The Scottish Labour Party issued a briefing paper to its MSPs and others and I copy a section of this for your information which, I hope, will answer your questions.
Income tax Q&A
- Will we be able to increase the income tax rates in Scotland?
Yes – there are two ways this can be done: (i) income tax can be raised across all bands (basic rate, higher rate and additional rate) as is the case under Calman; (ii) income tax rates can be raised in higher or additional rates – for example, it would be possible for the Scottish Parliament to reverse the cut in additional rate from 50p to 45p.
- Will we be able to increase the income tax rates higher than that of the UK rates?
Yes – see above.
- Will we be able to change the amount we increase income tax differently for basic, higher and the additional rates or do we have to increase them all by the same amount?
It will be possible to increase higher and additional rate separately. If the SP wishes to increase basic rate, it must also raise higher and additional rates.
- Will we be able to lower income tax rates?
Yes – but this will have to be done across all bands à la Calman. This means that if the SP wants to decrease any rate below the UK rate it must do so across all bands.
- Will we be able to lower the amount of income tax by different amounts for the basic, higher and additional rates or do we have to lower them by the same amount?
No – we must decrease by the same percentage across bands.
- Will be able to lower the rates of income tax below that of the UK Government?
Yes – but this needs to be done across all bands by the same amount.
- What percentage of the basic rate could the Scottish Parliament control?
75 per cent – this is because the Scottish Parliament is responsible for 15p out of 20p.
- What percentage of higher rate could the Scottish Parliament control?
37.5 per cent – this is because the Scottish Parliament is responsible for 15p out of 40p.
- What percentage of additional rate could the Scottish Parliament control?
33.3 per cent – this is because the Scottish Parliament is responsible for 15p out of 45p.
- What powers will the UK Government still retain over income tax?
The UK Government remains responsible for (i) the structure of income tax – bands and thresholds; (ii) income tax paid on savings and dividends; and (iii) rates out-with the 15p Scottish rate – so, for example, 5p of basic rate.
Rhoda Grant MSP David Stewart MSP
Highlands and Islands Regional MSP
Now, the reply above only actually addresses one of the three questions the letter asked. There’s no answer to whether there’s an upper limit on how much Holyrood could increase taxes by, and no response on whether a Labour Scottish Government’s policy would be to simply mirror the tax rates set by a Labour UK government.
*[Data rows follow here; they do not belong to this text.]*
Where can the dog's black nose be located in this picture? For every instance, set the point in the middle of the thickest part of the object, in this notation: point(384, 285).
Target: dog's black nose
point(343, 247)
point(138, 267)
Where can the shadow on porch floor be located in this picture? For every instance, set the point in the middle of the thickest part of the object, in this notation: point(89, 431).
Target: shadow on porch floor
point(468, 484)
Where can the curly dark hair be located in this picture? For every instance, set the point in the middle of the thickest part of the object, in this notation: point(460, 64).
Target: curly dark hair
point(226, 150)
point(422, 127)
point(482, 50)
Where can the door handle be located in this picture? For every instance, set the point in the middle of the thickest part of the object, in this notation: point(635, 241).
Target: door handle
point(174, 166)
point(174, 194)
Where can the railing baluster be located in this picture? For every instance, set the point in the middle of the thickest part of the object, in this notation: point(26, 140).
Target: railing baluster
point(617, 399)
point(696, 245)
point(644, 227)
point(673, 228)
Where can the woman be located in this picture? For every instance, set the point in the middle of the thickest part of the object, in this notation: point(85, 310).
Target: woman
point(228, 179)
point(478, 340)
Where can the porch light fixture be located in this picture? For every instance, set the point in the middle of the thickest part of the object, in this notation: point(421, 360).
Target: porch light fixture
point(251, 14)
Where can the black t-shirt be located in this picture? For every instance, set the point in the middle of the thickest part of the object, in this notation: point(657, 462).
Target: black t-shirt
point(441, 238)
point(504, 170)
It also doesn’t actually make a lot of sense in its own right. Saying “What percentage of the basic rate could the Scottish Parliament control? 75 per cent – this is because the Scottish Parliament is responsible for 15p out of 20p” only works as long as the rate stays the same as it is now, because if the Scottish Government raised the basic rate to 25p, it would then be responsible for 80% of the total, not 75.
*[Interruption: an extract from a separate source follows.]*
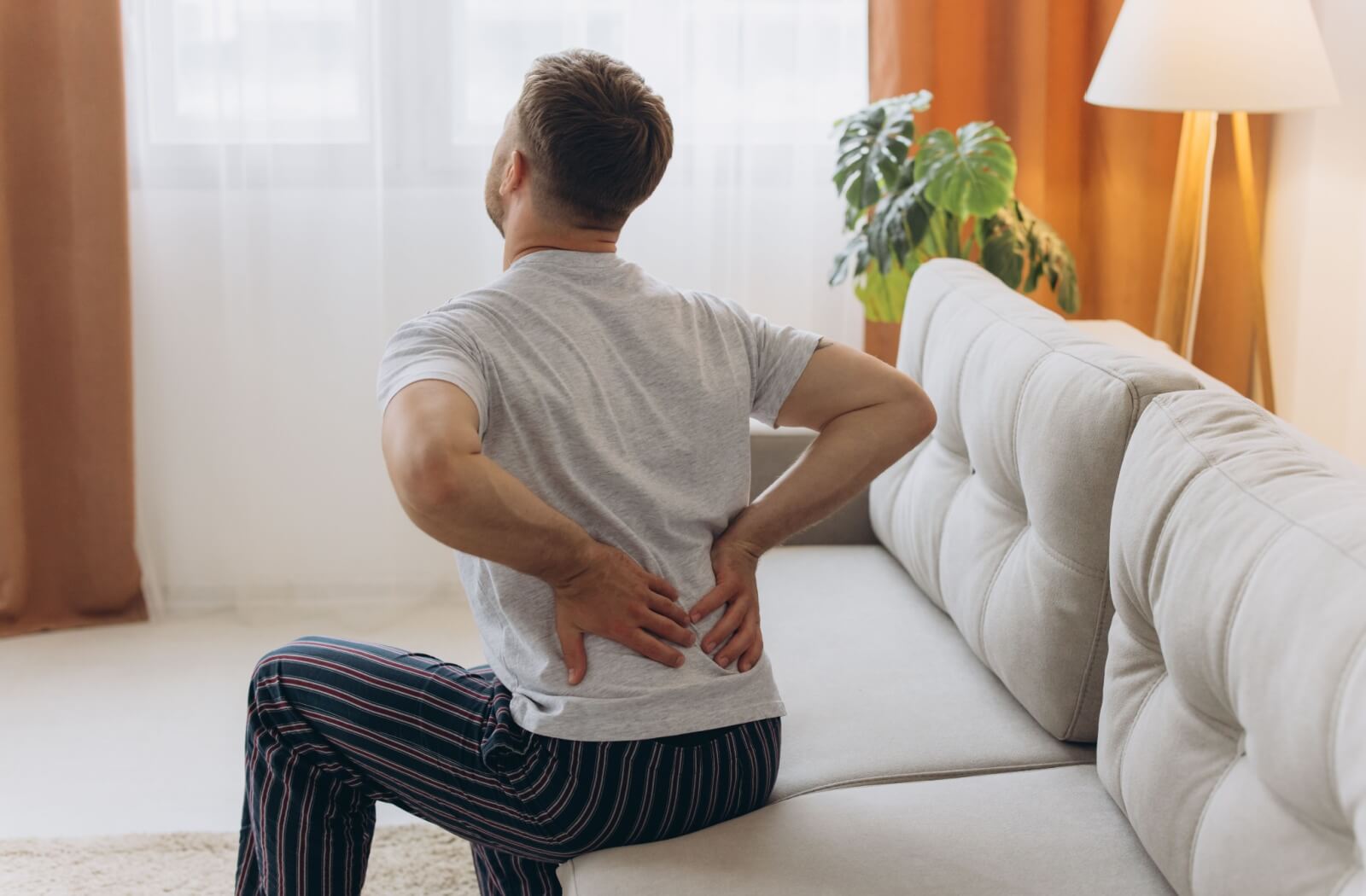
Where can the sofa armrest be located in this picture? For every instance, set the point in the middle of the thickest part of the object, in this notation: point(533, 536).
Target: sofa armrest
point(772, 451)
Questions 3, 4 and 5 also seem to contradict Question 1. Clearly, if we’re to take the proposals at face value, it WOULD be possible to effectively “lower the amount of income tax by different amounts for the basic, higher and additional rates” (even though the letter says it wouldn’t), because Holyrood could – for example – cut all rates by 5p but then immediately put just the higher rates back up by 5p, creating a de facto 5p cut for the basic rate only.
So it seems the plans are still an incoherent mess which Labour’s elected representatives can’t or won’t definitively explain. As a last resort, then, we thought we’d get a popular celebrity (and a friend) in to try to take us through it – in song!
We fear that may be as clear as it gets for Devo Nano, readers.